I know a lot of people really love this film. But no one with Alzheimer’s suddenly “wakes up” from it and becomes lucid enough to ask when she’ll suddenly “forget” her memories again. Yes, sure, people living with Alzheimer’s have moments of greater or lesser lucidity, but do they have a full five minutes of reverting back to a totally normal brain again while understanding this before retreating back into the dementia darkness? No. No way. And it’s a disservice to those who deal with actual dementia, day to day, to suggest otherwise.
Even a recent show I finished watching and really loved, Shrinking, seemed to be on the verge of normalizing the realities of Alzheimer’s in the following scene (season 2, episode 3), but then these few wooden lines of dialogue became the only discordant, inconsistent notes in an otherwise wonderful, funny, and poignant melody. Worse, the show—spoiler alert!—conveniently killed off the husband with dementia before giving the audience another scene with him in it or any time to adjust to the intricacies of Harrison Ford dating a woman who was still married to a man with dementia.
That’s why I believe WALK WITH ME is such a critical film, especially right now as we are finally being forced to come to terms with the absurdities and horrors of our healthcare system. Alzheimer’s continues to explode, globally, unabated. Some countries have created built-in caregiving and institutional systems to deal with this burden. We have none. Today, 7 million Americans are living with Alzheimer’s. By 2050, that number is expected to climb to a whopping 13 million. Each of those 13 million will eventually require round-the-clock care, including toileting, dressing, and feeding. And because families like Heidi’s normally retreat and grow less visible with an Alzheimer’s diagnosis, the realities of the disease and the love, mental fortitude, and sweat equity required to care for someone with dementia have become hidden as well.
Heidi even framed it this way for Charlie: participating in this film with her would be his daily work. As critical as any work he’d ever done in his art director, pre-Alzheimer’s past, and maybe even more critical, as it would provide others with a rare window into the daily realities, for both him and his wife, of living with a diagnosis of dementia.
The film is not yet available in theaters or for streaming, but I can’t imagine, after the next few film festivals, it won’t be. And when it is, you can rest assured I will let you know how and where to screen it.
In the meantime, please enjoy this interview I did with Heidi over Zoom in the wake of having seen it.

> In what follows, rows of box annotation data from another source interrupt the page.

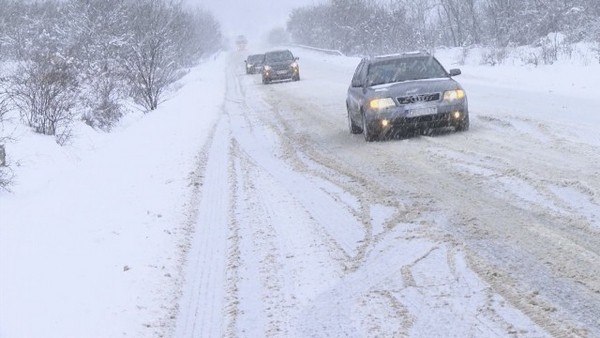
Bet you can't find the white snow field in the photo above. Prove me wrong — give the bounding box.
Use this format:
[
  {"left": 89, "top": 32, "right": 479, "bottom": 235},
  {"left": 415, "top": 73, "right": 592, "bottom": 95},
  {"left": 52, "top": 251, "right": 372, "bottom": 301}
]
[{"left": 0, "top": 48, "right": 600, "bottom": 338}]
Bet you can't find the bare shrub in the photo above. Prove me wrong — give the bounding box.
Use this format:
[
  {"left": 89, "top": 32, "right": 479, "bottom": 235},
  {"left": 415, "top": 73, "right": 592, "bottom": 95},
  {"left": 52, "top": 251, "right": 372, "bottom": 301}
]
[
  {"left": 0, "top": 78, "right": 12, "bottom": 189},
  {"left": 82, "top": 77, "right": 124, "bottom": 132},
  {"left": 481, "top": 47, "right": 508, "bottom": 66},
  {"left": 11, "top": 57, "right": 78, "bottom": 139}
]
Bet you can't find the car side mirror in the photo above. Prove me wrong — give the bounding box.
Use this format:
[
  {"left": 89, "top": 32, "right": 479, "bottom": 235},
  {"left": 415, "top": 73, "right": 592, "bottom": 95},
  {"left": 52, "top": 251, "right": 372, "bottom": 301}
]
[{"left": 450, "top": 68, "right": 462, "bottom": 76}]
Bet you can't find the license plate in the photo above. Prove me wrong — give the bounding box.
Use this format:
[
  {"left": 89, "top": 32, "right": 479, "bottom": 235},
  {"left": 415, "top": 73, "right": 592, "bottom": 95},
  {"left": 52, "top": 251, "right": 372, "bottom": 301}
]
[{"left": 407, "top": 107, "right": 437, "bottom": 116}]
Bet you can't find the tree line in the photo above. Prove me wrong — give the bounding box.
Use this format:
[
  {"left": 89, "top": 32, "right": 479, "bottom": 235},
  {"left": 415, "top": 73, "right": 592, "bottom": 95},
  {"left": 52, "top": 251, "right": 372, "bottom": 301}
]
[
  {"left": 0, "top": 0, "right": 221, "bottom": 142},
  {"left": 287, "top": 0, "right": 600, "bottom": 55}
]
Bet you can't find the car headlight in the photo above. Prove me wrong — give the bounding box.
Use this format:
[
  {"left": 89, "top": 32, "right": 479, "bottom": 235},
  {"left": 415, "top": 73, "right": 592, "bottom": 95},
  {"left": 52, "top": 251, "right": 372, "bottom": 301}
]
[
  {"left": 444, "top": 89, "right": 465, "bottom": 101},
  {"left": 369, "top": 97, "right": 396, "bottom": 109}
]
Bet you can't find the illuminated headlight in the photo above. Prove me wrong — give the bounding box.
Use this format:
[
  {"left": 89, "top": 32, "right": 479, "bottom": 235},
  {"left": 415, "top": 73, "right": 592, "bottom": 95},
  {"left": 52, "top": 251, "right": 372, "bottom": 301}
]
[
  {"left": 444, "top": 89, "right": 465, "bottom": 101},
  {"left": 369, "top": 97, "right": 396, "bottom": 109}
]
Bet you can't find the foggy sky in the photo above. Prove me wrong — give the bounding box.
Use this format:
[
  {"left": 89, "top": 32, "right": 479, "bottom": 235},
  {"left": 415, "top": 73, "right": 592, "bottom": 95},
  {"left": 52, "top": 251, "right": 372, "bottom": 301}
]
[{"left": 187, "top": 0, "right": 323, "bottom": 37}]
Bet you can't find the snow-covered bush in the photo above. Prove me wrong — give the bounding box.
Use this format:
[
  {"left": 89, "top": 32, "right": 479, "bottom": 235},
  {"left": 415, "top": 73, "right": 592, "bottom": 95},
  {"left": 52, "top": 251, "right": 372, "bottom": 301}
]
[{"left": 10, "top": 55, "right": 78, "bottom": 143}]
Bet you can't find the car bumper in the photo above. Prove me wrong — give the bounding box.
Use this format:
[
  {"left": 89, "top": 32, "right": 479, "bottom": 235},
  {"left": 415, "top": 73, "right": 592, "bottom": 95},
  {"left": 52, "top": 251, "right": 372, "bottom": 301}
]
[
  {"left": 263, "top": 68, "right": 298, "bottom": 80},
  {"left": 366, "top": 105, "right": 469, "bottom": 133}
]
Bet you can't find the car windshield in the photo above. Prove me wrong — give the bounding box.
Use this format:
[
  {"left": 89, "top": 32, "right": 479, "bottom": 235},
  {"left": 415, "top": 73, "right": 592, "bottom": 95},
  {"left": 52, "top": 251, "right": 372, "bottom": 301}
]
[
  {"left": 265, "top": 50, "right": 294, "bottom": 62},
  {"left": 248, "top": 55, "right": 265, "bottom": 63},
  {"left": 367, "top": 57, "right": 448, "bottom": 86}
]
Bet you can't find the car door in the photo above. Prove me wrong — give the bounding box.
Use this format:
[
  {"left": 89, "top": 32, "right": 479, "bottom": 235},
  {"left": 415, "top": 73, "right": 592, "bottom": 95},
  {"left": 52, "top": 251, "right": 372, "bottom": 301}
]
[{"left": 346, "top": 59, "right": 366, "bottom": 120}]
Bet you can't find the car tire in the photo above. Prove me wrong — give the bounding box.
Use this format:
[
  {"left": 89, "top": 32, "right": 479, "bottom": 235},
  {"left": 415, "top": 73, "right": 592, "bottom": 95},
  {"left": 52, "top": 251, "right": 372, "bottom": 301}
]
[
  {"left": 361, "top": 113, "right": 377, "bottom": 142},
  {"left": 348, "top": 110, "right": 363, "bottom": 134},
  {"left": 454, "top": 115, "right": 469, "bottom": 131}
]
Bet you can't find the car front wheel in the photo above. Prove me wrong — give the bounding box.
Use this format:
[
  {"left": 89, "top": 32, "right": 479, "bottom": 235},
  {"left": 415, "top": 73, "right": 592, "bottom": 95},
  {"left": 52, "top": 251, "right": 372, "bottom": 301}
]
[
  {"left": 362, "top": 113, "right": 377, "bottom": 142},
  {"left": 348, "top": 110, "right": 362, "bottom": 134}
]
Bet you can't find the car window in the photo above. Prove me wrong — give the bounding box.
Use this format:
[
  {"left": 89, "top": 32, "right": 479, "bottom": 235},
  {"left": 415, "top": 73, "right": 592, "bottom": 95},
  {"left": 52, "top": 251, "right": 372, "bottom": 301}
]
[
  {"left": 367, "top": 57, "right": 448, "bottom": 86},
  {"left": 265, "top": 50, "right": 294, "bottom": 62},
  {"left": 352, "top": 59, "right": 365, "bottom": 87},
  {"left": 248, "top": 55, "right": 264, "bottom": 62}
]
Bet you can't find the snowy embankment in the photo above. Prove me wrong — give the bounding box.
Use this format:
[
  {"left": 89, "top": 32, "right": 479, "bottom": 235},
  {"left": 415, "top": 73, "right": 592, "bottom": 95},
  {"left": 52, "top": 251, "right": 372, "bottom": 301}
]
[{"left": 0, "top": 56, "right": 225, "bottom": 338}]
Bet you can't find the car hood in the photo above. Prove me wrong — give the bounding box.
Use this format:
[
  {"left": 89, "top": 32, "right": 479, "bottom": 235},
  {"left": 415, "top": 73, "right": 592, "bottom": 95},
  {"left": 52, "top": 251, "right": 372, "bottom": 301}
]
[
  {"left": 264, "top": 60, "right": 294, "bottom": 68},
  {"left": 367, "top": 77, "right": 462, "bottom": 97}
]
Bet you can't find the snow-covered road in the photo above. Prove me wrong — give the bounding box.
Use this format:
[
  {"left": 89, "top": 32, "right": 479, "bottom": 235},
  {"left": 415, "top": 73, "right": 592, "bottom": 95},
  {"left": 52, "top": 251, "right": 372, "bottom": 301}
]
[{"left": 177, "top": 50, "right": 600, "bottom": 337}]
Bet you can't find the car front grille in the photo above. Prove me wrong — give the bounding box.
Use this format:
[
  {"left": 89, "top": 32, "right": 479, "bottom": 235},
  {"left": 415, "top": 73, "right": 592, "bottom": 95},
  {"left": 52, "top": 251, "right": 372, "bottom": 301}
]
[{"left": 398, "top": 93, "right": 440, "bottom": 104}]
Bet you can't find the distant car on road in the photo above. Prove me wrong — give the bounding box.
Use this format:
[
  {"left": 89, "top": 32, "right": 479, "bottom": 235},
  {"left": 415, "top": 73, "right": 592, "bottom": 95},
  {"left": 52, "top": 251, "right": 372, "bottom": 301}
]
[
  {"left": 262, "top": 49, "right": 300, "bottom": 84},
  {"left": 235, "top": 35, "right": 248, "bottom": 52},
  {"left": 244, "top": 54, "right": 265, "bottom": 74},
  {"left": 346, "top": 52, "right": 469, "bottom": 142}
]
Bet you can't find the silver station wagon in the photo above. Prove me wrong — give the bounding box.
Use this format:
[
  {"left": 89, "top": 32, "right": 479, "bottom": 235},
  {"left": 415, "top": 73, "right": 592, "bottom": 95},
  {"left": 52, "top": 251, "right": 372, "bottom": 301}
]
[{"left": 346, "top": 52, "right": 469, "bottom": 142}]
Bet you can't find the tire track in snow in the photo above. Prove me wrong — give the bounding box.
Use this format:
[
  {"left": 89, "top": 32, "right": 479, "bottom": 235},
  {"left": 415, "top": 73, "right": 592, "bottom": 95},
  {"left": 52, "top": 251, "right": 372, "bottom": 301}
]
[{"left": 175, "top": 84, "right": 231, "bottom": 337}]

I took care of my father for several years before he passed at age 91. Being a caregiver is exhausting. Watching my father waste away and finally pass away before my eyes was traumatizing. You never really recover.
My family is in a version of this now. My dad is 99(!) with no memory loss, but his 94-year-old wife, my stepmother, is somewhere midstream. Since my brother and I do not live in the city where our dad is, we are fortunate to have found a caregiver who has taught me so much about how to create a gracious and dignified life for two very old people, one of whom cannot recall conversations from an hour prior. My stepmother will decline in this next year or so, and then we will have to adapt. There is so little support for families and caregivers. It’s as if we are meant to disappear. But my dad is still engaged with life and my stepmother still has enjoyable experiences. And they still share good times together. In a prior time we would all be living together, but now this doesnt happen. Some friends have talked about a kind of communal living experience, more humane and compassionate than current institutions. Thanks for sharing this very important post.